Nisa membalikan badan. Kepala langsung ia tempelkan pada dinding lalu ditariknya kedua kaki keatas. Pegangan tangan pada perut semakin kuat. Nisa memejamkan mata sejenak. Wajah yang menyiratkan beribu kesakitan tampak mendominasi. Wajah Nisa pucat pasi. Bibirnya memutih, jangan lupakan keringat dingin yang telah membasahi tubuhnya. Nisa menggigil untuk beberapa saat.

"Nisa?" Nisa langsung menengok. Dari belakang tampak Dimas yang kian mendekat. Raut kecemasan mendominasi wajahnya. Lelaki itu melangkah tergesa kearah sang gadis. Sedang, Nisa menarik napas lega. Tubuhnya segera bergerak menyongsong arah datangnya lelaki yang kelihatan panik.

Tidak menunggu waktu lama Nisa mengulur kedua tangan keatas dan dengan cepat Dimas menerima uluran tangan tersebut. Dipeluknya tubuh Nisa. Tubuh cewek itu hilang sepenuhnya dalam dekapan tubuh pria jangkun itu.

Nisa menenggelamkan wajah pada ceruk leher Dimas. Matanya terpejam cukup lama dengan tangan yang memeluk erat tubuh lelaki itu.

"Kamu kenapa? Kamu sakit?" Dimas panik. Bagaimana ia tak panik kalau saja tubuh Nisa begitu dingin. Dimas mengelus surai hitam Nisa. Kemudian didekapnya jauh lebih dalam tubuh sang gadis.

"Perutku sakit. Sakit sekali. Aku tidak tahu apa masalahnya?" Sahut Nisa parau.

"Kita harus kerumah sakit, Nisa!" Usul Dimas yang langsung menggedong tubuh kecil Nisa tanpa perduli apa tanggapannya. Nisa tidak menolak. Ada baiknya dia diperiksa. Takutnya ada hal buruk dengan janinnya.

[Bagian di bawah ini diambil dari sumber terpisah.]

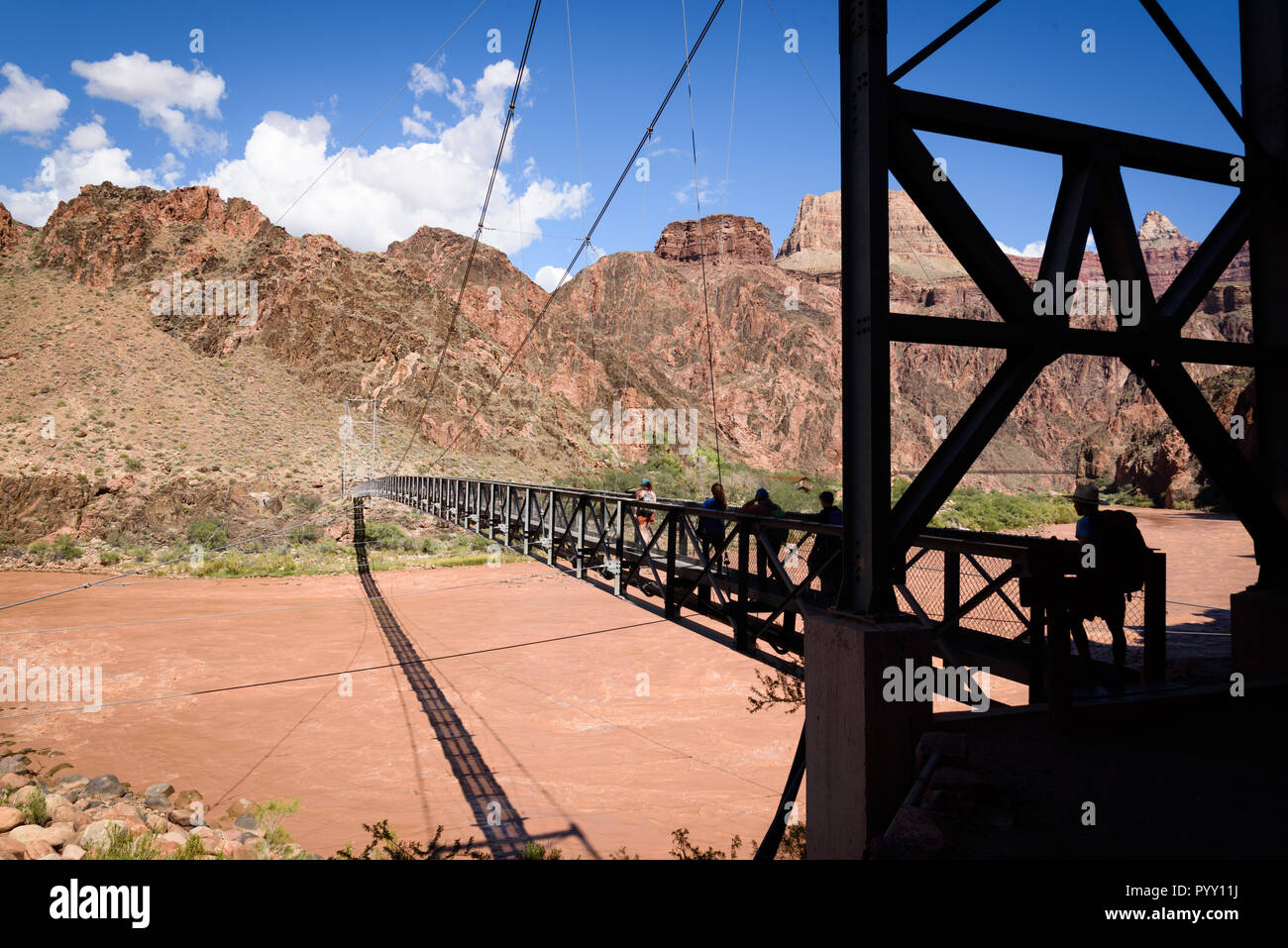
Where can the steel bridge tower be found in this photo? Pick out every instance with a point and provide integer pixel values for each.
(859, 747)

Nisa mengangguk cepat. Tangannya langsung melingkar dan terkalung dilehar lelaki itu.

*****

Rian memukul setir mobil berkali-kali tak lupa caci maki terus ia layangkan manakala mengetahui bahwa Nisa telah pergi dari sini, kampus. Padahal secara jelas dan tegas ia berpesan agar gadis itu menunggu disana. Tapi apa? Nyatanya Nisa pergi. Dia tidak mengindahkan perkataan Rian. Gadis itu sepertinya ingin bermain-main dengan kemarahan nya.